Pourquoi ne pas lui rendre visite ? Au pire, elle l’enverrait promener. Au mieux, il calmerait au moins sa frustration sexuelle… Ce qui ne pourrait qu’activer sa réflexion.
Se dressant sur la pointe des pieds, il poussa le vasistas semblable au sien, envoya la main, trouva le verrou, le dégagea. Il ne restait plus qu’à pousser la porte-fenêtre. Doucement, il la fit coulisser. N’ouvrant que de cinquante centimètres, il se glissa à l’intérieur de profil, écartant doucement le rideau.
Le choc le prit tellement par surprise qu’il tomba. L’assaut brutal d’un fauve. Un bras musclé comme celui d’un catcheur s’enroula autour de son cou et serra, tandis qu’un autre appuyait sur sa nuque. Il sentit ses vertèbres craquer. En un éclair, il réalisa qu’il se trouvait à une fraction de seconde de la mort par rupture des vertèbres cervicales. Sa dernière pensée cohérente fut de reconnaître un parfum sur le bras qui l’étranglait : Cabochard. Dans un effort surhumain, il libéra partiellement ses cordes vocales et cria :
— Irja ! c’est moi, Malko.
Aussitôt, le bras qui l’enserrait relâcha son étreinte. Il resta quelques secondes à reprendre son souffle, des lueurs rouges devant les yeux. Une lumière jaillit. Irja, uniquement vêtue d’un slip de nylon blanc, décoiffée, les prunelles assombries, le fixait avec un mélange de curiosité et de colère.
Son regard ne s’éclaira pas lorsque Malko se releva, essayant de sourire.
— Vous avez cru que je voulais vous violer ?
La Finlandaise lui jeta un regard noir.
— J’ai entendu du bruit. Je suis judoka, c’est tout. J’ai cru que c’était un voleur…
— Cela aurait fait un voleur mort, remarqua Malko.
— Que faites-vous dans ma chambre à cette heure-ci ?
Malko tenta d’oublier la douleur cuisante de sa gorge pour sourire :
— Devinez… Maintenant que vous m’avez à demi-étranglé, il faudrait vous faire pardonner…
Il s’avança, enlaça Irja. Celle-ci se dégagea doucement.
— Pas maintenant, dit-elle. Vous m’avez fait trop peur. Si vous voulez, dormez dans le lit jumeau… Je serai peut-être de meilleure humeur, demain matin.

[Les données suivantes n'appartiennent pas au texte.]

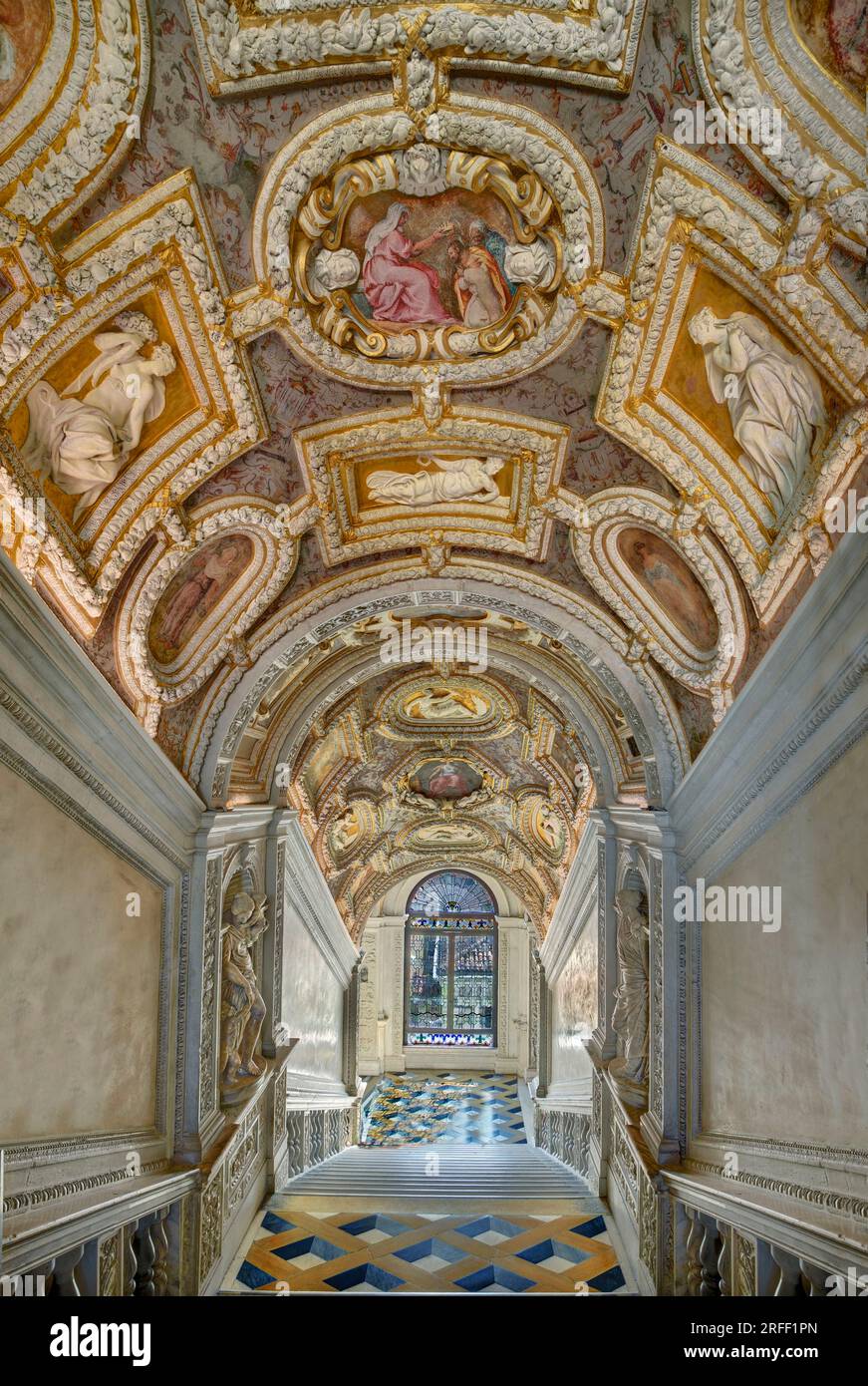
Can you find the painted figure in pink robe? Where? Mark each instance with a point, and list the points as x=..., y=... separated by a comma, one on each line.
x=398, y=287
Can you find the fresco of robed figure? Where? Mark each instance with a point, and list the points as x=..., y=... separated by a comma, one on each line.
x=672, y=585
x=194, y=592
x=427, y=262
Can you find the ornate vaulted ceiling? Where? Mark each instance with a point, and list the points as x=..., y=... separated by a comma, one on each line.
x=323, y=326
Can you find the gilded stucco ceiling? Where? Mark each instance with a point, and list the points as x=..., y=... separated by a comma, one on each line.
x=319, y=324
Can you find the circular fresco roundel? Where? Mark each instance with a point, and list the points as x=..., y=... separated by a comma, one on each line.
x=459, y=245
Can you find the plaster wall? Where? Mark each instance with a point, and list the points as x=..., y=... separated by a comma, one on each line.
x=312, y=1001
x=783, y=1013
x=79, y=988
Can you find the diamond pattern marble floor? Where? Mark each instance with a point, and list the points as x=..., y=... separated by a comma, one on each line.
x=331, y=1246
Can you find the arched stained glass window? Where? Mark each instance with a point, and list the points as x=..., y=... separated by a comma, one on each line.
x=451, y=963
x=451, y=892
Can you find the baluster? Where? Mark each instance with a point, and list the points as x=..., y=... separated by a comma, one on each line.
x=160, y=1242
x=817, y=1279
x=709, y=1250
x=789, y=1283
x=694, y=1268
x=65, y=1282
x=723, y=1260
x=145, y=1254
x=131, y=1261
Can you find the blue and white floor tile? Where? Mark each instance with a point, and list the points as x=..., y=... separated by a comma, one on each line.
x=466, y=1108
x=330, y=1246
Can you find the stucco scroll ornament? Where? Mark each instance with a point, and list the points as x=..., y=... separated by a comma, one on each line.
x=84, y=444
x=774, y=400
x=241, y=1005
x=630, y=1015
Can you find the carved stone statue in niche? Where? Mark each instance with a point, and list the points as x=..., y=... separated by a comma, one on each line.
x=241, y=1005
x=774, y=398
x=84, y=444
x=630, y=1015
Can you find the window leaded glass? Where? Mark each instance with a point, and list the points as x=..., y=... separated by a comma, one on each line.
x=451, y=962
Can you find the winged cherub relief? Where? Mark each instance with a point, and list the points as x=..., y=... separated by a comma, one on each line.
x=455, y=479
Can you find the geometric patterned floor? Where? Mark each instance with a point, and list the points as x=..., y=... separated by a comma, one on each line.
x=462, y=1108
x=330, y=1246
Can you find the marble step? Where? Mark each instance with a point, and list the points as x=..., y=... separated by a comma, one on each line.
x=459, y=1172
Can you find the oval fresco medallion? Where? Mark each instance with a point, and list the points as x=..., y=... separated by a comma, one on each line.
x=446, y=779
x=671, y=583
x=194, y=592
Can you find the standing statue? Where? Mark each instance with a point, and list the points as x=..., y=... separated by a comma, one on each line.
x=241, y=1009
x=630, y=1015
x=774, y=398
x=84, y=444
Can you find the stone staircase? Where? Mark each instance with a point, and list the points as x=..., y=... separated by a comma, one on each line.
x=443, y=1172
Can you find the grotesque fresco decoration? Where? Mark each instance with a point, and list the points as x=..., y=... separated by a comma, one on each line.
x=836, y=32
x=194, y=592
x=774, y=400
x=671, y=582
x=24, y=29
x=446, y=779
x=84, y=437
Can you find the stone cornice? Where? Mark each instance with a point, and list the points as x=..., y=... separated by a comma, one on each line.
x=67, y=710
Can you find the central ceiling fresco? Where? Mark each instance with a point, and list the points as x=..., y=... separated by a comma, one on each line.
x=413, y=423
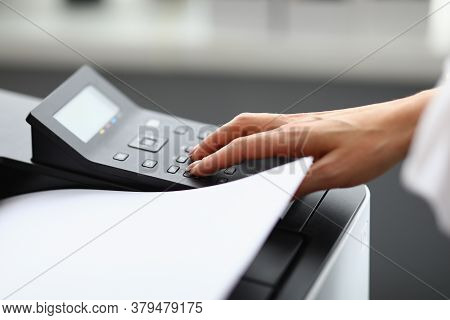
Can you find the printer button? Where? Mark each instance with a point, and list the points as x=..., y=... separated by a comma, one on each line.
x=181, y=130
x=230, y=170
x=148, y=143
x=120, y=156
x=149, y=163
x=182, y=159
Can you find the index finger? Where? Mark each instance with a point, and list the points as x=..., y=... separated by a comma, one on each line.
x=242, y=125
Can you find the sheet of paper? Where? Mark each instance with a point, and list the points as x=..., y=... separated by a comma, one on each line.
x=85, y=244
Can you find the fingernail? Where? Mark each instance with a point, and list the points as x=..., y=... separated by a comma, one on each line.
x=193, y=165
x=193, y=150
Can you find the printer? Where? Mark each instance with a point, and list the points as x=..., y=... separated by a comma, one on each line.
x=318, y=250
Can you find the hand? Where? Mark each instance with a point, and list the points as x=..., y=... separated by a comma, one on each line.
x=349, y=146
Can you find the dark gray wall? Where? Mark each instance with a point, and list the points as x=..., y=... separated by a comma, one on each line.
x=410, y=256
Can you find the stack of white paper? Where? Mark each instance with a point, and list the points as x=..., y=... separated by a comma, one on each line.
x=84, y=244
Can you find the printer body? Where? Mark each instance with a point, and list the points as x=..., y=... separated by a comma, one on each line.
x=318, y=250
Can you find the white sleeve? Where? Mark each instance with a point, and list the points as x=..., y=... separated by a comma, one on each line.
x=426, y=169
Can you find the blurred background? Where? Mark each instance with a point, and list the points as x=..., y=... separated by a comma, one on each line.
x=210, y=60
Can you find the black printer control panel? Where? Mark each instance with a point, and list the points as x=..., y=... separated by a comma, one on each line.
x=87, y=126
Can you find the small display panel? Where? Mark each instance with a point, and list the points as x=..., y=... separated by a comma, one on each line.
x=87, y=113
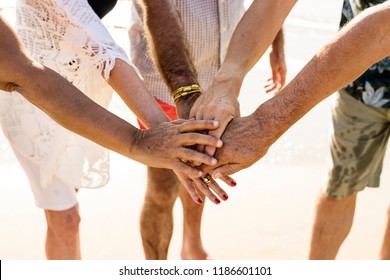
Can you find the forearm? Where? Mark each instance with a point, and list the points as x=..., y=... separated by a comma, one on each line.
x=125, y=81
x=168, y=44
x=69, y=107
x=364, y=41
x=277, y=45
x=252, y=37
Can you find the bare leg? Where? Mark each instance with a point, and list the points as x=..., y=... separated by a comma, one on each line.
x=156, y=216
x=192, y=248
x=385, y=250
x=332, y=224
x=63, y=239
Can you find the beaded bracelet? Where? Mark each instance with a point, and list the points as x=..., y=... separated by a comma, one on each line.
x=184, y=91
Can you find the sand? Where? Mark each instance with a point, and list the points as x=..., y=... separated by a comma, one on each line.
x=269, y=214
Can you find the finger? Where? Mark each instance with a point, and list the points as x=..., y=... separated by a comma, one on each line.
x=210, y=150
x=195, y=125
x=217, y=189
x=189, y=186
x=189, y=139
x=225, y=170
x=192, y=172
x=200, y=149
x=202, y=187
x=194, y=156
x=228, y=180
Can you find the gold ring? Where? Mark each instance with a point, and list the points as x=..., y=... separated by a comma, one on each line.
x=206, y=179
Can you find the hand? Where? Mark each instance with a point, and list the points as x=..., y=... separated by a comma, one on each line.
x=166, y=145
x=211, y=189
x=219, y=103
x=245, y=142
x=278, y=66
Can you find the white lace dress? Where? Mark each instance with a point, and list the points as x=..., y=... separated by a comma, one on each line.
x=68, y=37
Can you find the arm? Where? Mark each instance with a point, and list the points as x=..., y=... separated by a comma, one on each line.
x=253, y=35
x=169, y=50
x=162, y=146
x=366, y=37
x=278, y=65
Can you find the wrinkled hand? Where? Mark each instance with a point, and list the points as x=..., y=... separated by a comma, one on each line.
x=168, y=144
x=279, y=70
x=211, y=190
x=217, y=104
x=245, y=142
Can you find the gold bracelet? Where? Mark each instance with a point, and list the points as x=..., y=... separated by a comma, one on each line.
x=184, y=91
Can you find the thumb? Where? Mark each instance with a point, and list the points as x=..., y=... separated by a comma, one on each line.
x=225, y=170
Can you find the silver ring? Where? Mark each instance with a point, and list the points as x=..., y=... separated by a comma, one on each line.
x=206, y=179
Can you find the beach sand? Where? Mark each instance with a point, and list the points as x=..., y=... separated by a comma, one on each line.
x=269, y=214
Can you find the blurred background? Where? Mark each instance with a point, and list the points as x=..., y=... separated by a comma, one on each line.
x=269, y=214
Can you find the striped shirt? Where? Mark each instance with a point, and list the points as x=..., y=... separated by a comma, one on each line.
x=208, y=26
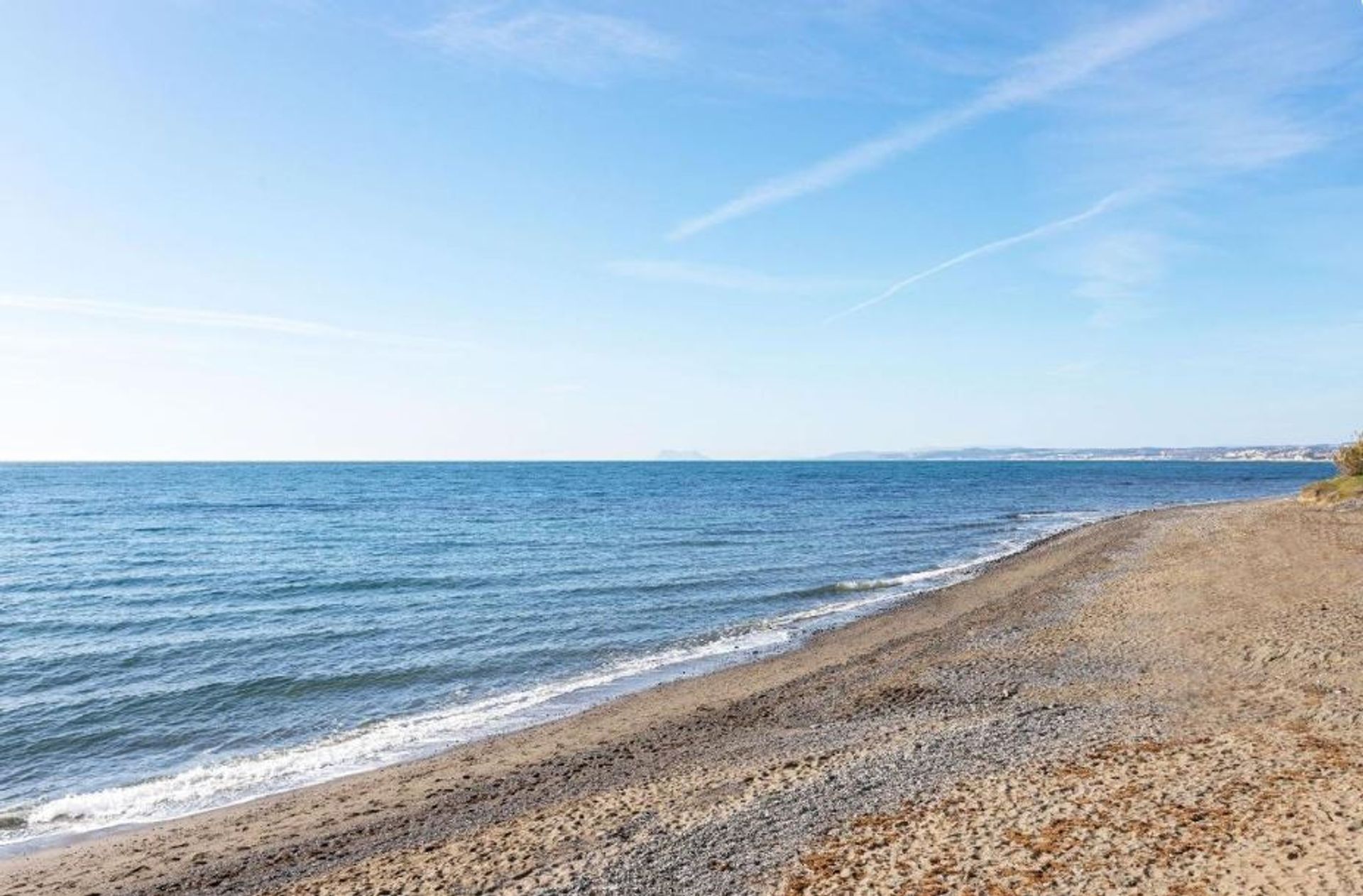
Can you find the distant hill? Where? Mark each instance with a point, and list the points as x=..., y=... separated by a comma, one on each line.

Elle se laissa tomber sur le second lit sans ôter son slip et éteignit. Après avoir refermé la porte-fenêtre. Malko se glissa sous les draps. La soirée avait décidément été fertile en émotions… Son cou lui faisait encore mal. Il s’endormit sans même s’en rendre compte, espérant se réveiller assez tôt pour rendre hommage à la Finlandaise avant de reprendre le cours de sa mission.
C’est une sensation de tiédeur qui réveilla Malko. Il mit plusieurs secondes à réaliser qu’un souffle d’air chaud s’engouffrait par la porte-fenêtre entrouverte…
Il se dressa, la respiration bloquée, tendit l’oreille. Quelque chose le frappa aussitôt. La respiration de Irja, sur le lit voisin, était trop régulière pour une personne endormie. Contrôlée. Elle ne dormait pas non plus… Il y eut un léger grincement. La personne qui avait ouvert la porte-fenêtre agrandissait l’ouverture. Les réflexes professionnels de Malko revinrent instantanément.
Doucement, il glissa au bas du lit et s’en éloigna. Accroupi dans l’ombre. Il hésitait à prévenir la Finlandaise. Son appel risquait de déclencher une catastrophe.
Deux ombres franchirent coup sur coup la raie plus claire de la porte-fenêtre. Son estomac se serra. Il se redressa lentement le long du mur, prêt à bondir. Ensuite tout se passa très vite. Une silhouette passa devant lui, se dirigeant vers son propre lit. Une autre s’approcha du second lit, hors de sa portée.
Malko bondit sur le dos du premier intrus au moment où il frappait le lit, criant :
— Irja ! Attention.
Il sentit l’odeur âcre d’un homme en sueur, étreignit un torse musclé et entendit le choc sourd de deux corps, à quelques mètres, un cri étranglé. Pas la voix de Irja. Ensuite, le bruit d’une lutte confuse. L’homme sur qui il s’était jeté se débattait furieusement. Malko sentit une brûlure au bras et lâcha prise, reculant brusquement. Heureusement, l’interrupteur était à la même place que dans son bungalow et il le trouva du premier coup.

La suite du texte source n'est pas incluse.